For each descriptor, separate within group analyses were performed when a significant age by group interaction was reported. In the absence of a significant age by group interaction, a simpler model including only the main effect of age and group was used. The main effect of group was tested using the Wilcoxon–Mann–Whitney nonparametric test. All statistical tests were done using the JMP SAS software (http://www.jmp.com/).

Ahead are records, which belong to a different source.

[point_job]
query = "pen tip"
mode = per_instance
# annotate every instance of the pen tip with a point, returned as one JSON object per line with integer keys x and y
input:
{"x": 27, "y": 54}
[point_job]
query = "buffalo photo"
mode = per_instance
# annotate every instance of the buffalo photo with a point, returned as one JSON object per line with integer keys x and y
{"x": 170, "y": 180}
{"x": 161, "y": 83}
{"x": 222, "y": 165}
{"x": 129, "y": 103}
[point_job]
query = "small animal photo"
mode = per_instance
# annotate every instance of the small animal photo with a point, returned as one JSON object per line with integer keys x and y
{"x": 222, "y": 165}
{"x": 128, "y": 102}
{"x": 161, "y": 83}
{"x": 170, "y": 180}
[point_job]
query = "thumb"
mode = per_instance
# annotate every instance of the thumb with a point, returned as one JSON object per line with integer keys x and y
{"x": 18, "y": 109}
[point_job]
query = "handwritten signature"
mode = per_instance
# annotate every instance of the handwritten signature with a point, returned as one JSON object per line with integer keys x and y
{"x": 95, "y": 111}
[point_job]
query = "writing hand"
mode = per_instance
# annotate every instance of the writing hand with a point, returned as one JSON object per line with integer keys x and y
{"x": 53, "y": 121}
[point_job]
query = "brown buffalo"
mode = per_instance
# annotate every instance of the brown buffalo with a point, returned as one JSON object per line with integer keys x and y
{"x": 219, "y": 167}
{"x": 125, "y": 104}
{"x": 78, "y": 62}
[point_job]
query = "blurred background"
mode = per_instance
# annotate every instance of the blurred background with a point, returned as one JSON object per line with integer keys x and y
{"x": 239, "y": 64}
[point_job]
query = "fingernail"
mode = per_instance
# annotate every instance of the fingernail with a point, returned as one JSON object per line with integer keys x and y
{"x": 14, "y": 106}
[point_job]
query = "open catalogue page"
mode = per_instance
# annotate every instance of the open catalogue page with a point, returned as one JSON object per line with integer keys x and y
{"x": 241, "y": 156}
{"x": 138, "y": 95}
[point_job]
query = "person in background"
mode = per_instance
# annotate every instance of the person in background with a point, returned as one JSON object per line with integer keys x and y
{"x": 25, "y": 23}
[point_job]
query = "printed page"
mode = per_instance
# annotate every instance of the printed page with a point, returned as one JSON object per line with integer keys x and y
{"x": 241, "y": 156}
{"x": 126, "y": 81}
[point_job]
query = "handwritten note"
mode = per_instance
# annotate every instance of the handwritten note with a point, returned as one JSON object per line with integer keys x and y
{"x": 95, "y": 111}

More considerations regarding the issue of unbalanced data samples in our statistical setup are given in Supplementary materials S2.

Statistical significance of the age by group term was assessed using a p < 0.05 threshold. In order to control for multiple comparisons in group differences for sulcal descriptors, we applied a conservative Bonferroni correction such that the difference was considered as significant if the p-value was inferior to 0.0023 = 0.05/21 (21 sulci included in the analysis). In the following, we note p for uncorrected p-values and pBC for corrected p-values (pBC = 21 × p).

3. Results

We first present the results for global morphometric measures before documenting the effects of group and age on sulcus descriptors and their relationship with neurobehavioral measures.

3.1. Global measures

We did not detect any significant difference in global features between AUT and CTR (all p > .05, see Table 2) and none of them yielded a significant age by group interaction. The GSI showed an interesting trend towards higher folding in AUT in the left hemisphere. Merging left and right hemisphere by averaging did not result in significant difference.

3.2. Local sulcal descriptors: differences between AUT and CRT

Results of the between group difference for the sulcal shape descriptors are illustrated in Fig. 3. Findings presented in this section were obtained using the statistical model including only the main effects of age and group as none of the descriptors that showed a significant age by group interaction was associated with a significant main effect of group (all p > .05). All reported effects are significant after Bonferroni correction, except otherwise specified.

Fig. 3.

Fig. 3

Main effect of diagnostic group on sulcal shape descriptors: sulcal index, length, maximum depth and mean depth. The sulci in red have a p < 0.05/21 i.e., p < 0.05 after Bonferroni correction, the sulci in blue have a p < 0.01 uncorrected and the sulci in black have a p < 0.05 uncorrected, see text for details.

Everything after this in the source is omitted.